Contract
EXHIBIT
4.6
FIRST
AMENDMENT TO INTERCREDITOR AND LIEN SUBORDINATION AGREEMENT
THIS
FIRST AMENDMENT TO INTERCREDITOR AND LIEN SUBORDINATION AGREEMENT dated as
of
December 21, 2005 (this “Amendment
Agreement”)
is
made by and among XXXXX FARGO FOOTHILL, INC., as the arranger and administrative
agent for certain lenders (the “Original
Agent”)
under
and pursuant to the Loan Agreement (as hereinafter defined), THE BANK OF
NEW
YORK TRUST COMPANY, N.A., as successor to The Bank of New York, solely in
its
capacity as trustee under the Indenture Loan Documents (as hereinafter defined)

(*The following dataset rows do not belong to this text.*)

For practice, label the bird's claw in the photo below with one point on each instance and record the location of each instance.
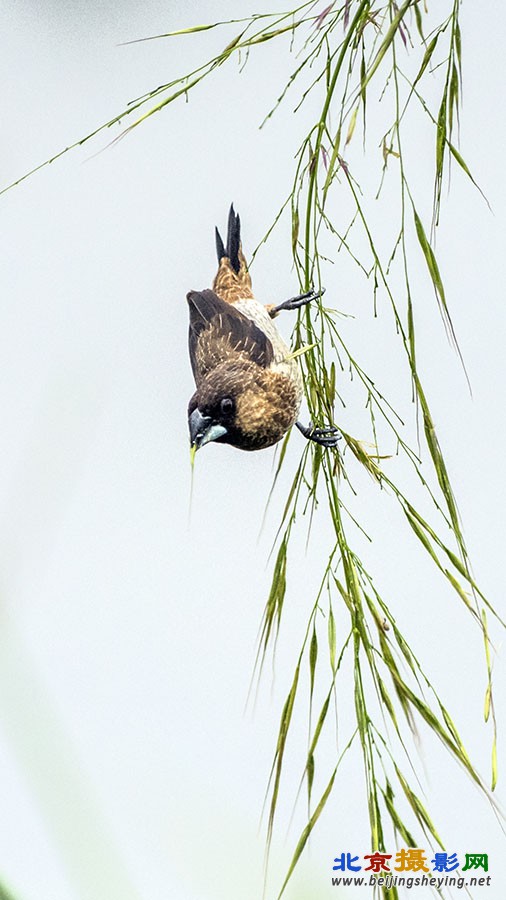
(326, 437)
(298, 301)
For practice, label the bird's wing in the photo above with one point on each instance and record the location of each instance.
(219, 332)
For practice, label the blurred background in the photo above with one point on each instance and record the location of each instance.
(131, 764)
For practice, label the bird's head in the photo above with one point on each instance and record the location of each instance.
(241, 405)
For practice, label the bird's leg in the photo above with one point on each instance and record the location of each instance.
(326, 437)
(295, 302)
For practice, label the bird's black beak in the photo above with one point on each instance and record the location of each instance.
(203, 429)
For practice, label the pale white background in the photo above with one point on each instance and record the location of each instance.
(129, 766)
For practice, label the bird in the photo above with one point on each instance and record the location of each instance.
(249, 386)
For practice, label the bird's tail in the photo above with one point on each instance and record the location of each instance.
(232, 250)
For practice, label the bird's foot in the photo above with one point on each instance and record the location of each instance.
(297, 301)
(326, 437)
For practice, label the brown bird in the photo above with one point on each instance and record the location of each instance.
(249, 386)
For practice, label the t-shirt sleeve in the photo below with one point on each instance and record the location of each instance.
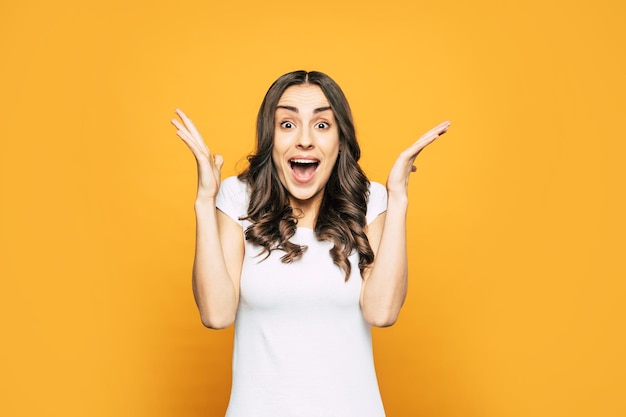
(232, 198)
(377, 202)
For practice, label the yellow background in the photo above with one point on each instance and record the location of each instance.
(516, 304)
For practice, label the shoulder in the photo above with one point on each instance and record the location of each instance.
(233, 198)
(376, 202)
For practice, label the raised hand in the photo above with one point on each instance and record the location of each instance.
(209, 166)
(398, 179)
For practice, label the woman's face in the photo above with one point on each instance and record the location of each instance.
(306, 143)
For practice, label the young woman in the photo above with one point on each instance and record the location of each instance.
(302, 253)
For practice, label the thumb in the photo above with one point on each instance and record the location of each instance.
(219, 161)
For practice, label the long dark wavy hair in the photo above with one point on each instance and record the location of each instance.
(341, 217)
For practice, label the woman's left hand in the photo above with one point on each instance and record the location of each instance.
(398, 179)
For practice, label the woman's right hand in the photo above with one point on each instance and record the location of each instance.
(209, 166)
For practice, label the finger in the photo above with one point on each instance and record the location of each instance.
(190, 137)
(188, 123)
(440, 129)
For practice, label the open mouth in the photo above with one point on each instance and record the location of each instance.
(304, 168)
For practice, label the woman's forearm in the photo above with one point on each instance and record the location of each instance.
(213, 287)
(386, 286)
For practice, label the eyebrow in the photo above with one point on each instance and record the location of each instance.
(295, 109)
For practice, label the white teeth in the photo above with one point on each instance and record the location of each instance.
(303, 161)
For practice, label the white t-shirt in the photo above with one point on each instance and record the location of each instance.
(302, 347)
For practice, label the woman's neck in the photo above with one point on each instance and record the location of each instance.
(306, 211)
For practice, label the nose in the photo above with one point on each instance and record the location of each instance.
(305, 139)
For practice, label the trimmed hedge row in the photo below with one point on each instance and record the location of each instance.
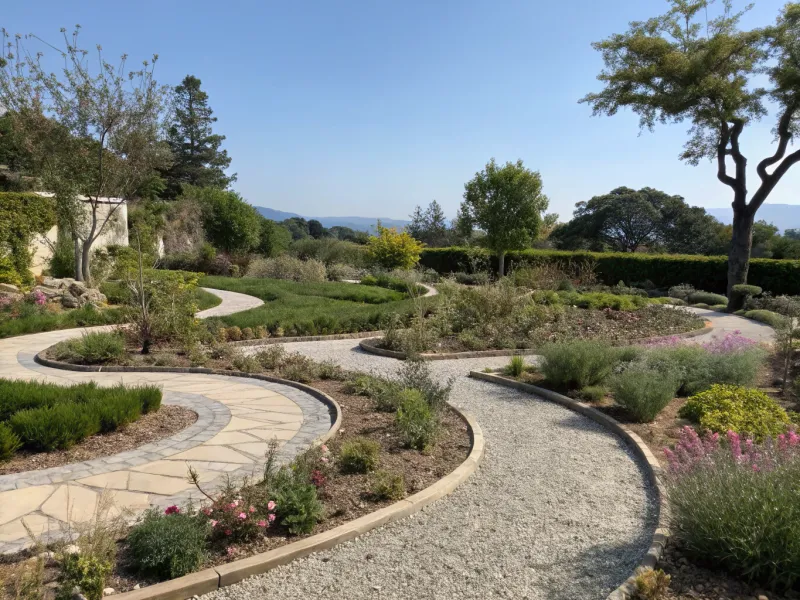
(46, 417)
(664, 270)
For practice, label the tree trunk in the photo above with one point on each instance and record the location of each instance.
(85, 261)
(739, 255)
(77, 256)
(501, 263)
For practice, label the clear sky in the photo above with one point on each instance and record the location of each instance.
(370, 107)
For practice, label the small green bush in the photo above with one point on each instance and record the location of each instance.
(415, 420)
(516, 366)
(88, 573)
(724, 408)
(643, 392)
(386, 485)
(577, 364)
(706, 298)
(772, 319)
(9, 442)
(297, 504)
(359, 455)
(167, 546)
(91, 348)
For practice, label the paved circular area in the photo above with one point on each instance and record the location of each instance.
(237, 417)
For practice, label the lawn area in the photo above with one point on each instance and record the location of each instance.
(311, 308)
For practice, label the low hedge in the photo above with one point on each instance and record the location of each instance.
(664, 270)
(48, 417)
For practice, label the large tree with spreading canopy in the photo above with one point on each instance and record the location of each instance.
(687, 66)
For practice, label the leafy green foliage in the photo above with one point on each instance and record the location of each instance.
(359, 455)
(91, 348)
(168, 546)
(391, 249)
(415, 420)
(578, 364)
(724, 408)
(386, 485)
(88, 573)
(507, 203)
(664, 270)
(9, 442)
(643, 392)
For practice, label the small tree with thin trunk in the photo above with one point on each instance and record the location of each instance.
(683, 66)
(92, 130)
(507, 203)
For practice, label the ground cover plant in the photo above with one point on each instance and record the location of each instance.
(44, 417)
(293, 308)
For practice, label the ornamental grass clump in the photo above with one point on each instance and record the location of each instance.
(736, 504)
(724, 408)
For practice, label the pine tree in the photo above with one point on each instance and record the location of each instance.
(198, 159)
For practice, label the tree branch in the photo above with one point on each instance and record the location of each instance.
(784, 137)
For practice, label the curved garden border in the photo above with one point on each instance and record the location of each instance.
(647, 459)
(370, 346)
(214, 578)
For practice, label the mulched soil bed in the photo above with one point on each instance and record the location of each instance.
(345, 496)
(167, 421)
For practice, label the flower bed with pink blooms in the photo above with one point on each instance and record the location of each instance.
(735, 504)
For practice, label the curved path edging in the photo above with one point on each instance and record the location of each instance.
(214, 578)
(646, 458)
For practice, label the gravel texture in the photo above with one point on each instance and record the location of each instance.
(559, 509)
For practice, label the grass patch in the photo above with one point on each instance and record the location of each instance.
(292, 308)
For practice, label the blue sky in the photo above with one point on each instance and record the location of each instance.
(368, 108)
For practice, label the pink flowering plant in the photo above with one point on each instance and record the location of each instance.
(735, 503)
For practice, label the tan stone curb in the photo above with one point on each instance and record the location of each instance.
(647, 459)
(209, 580)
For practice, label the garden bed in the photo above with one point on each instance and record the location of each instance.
(167, 421)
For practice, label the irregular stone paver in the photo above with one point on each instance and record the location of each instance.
(217, 445)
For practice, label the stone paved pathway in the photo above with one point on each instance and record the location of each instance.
(237, 418)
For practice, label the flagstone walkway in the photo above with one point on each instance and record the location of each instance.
(237, 417)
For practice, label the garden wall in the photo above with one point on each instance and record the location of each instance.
(708, 273)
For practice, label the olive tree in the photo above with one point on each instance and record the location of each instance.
(93, 129)
(507, 203)
(683, 66)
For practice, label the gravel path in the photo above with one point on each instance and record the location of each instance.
(558, 509)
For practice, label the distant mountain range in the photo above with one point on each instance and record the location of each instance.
(783, 216)
(358, 223)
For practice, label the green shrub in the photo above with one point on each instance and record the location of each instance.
(386, 485)
(664, 270)
(516, 366)
(9, 442)
(416, 421)
(695, 368)
(297, 505)
(359, 455)
(91, 348)
(724, 408)
(709, 298)
(577, 364)
(772, 319)
(643, 392)
(167, 546)
(88, 573)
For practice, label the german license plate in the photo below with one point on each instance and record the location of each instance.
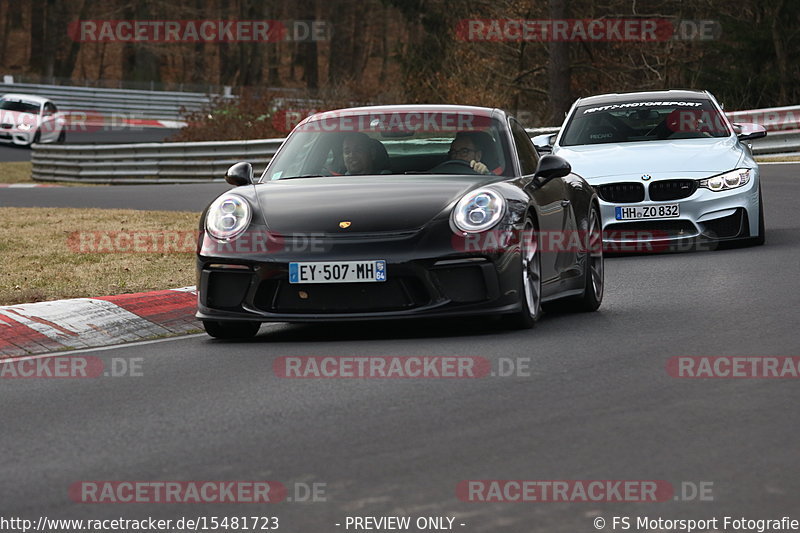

(in such capacity, the “Trustee”),
THE
MAJESTIC STAR CASINO, LLC, an Indiana limited liability company (“Parent”),
and
those certain affiliates of Parent party hereto (each a “Debtor”,
and
individually and collectively and jointly and severally, the “Debtors”).
Each
capitalized term used in this Amendment Agreement and not defined here has
the
meaning given to it in the Intercreditor Agreement (as hereinafter
defined).
RECITALS
A. Parent,
The Majestic Star Casino Capital Corp., an Indiana corporation (together
with
Parent, the “Issuers”),
the
subsidiary guarantors identified on the signature pages thereto, and the
Trustee
entered into an Indenture, dated as of October 7, 2003 (the “Indenture”),
pursuant to which the Issuers and subsidiary guarantors incurred on such
date
indebtedness for the Notes in an aggregate principal amount at maturity of
$260,000,000.
B. The
Indenture was supplemented with two Supplemental Indentures each dated December
21, 2005 adding new Indenture Guarantors and providing for the Issuers and
Indenture Guarantors to incur additional indebtedness such that the total
indebtedness incurred for the Notes is now an aggregate principal amount
at
maturity of $300,000,000 (the Indenture, as supplemented, to be hereinafter
the
“Indenture”).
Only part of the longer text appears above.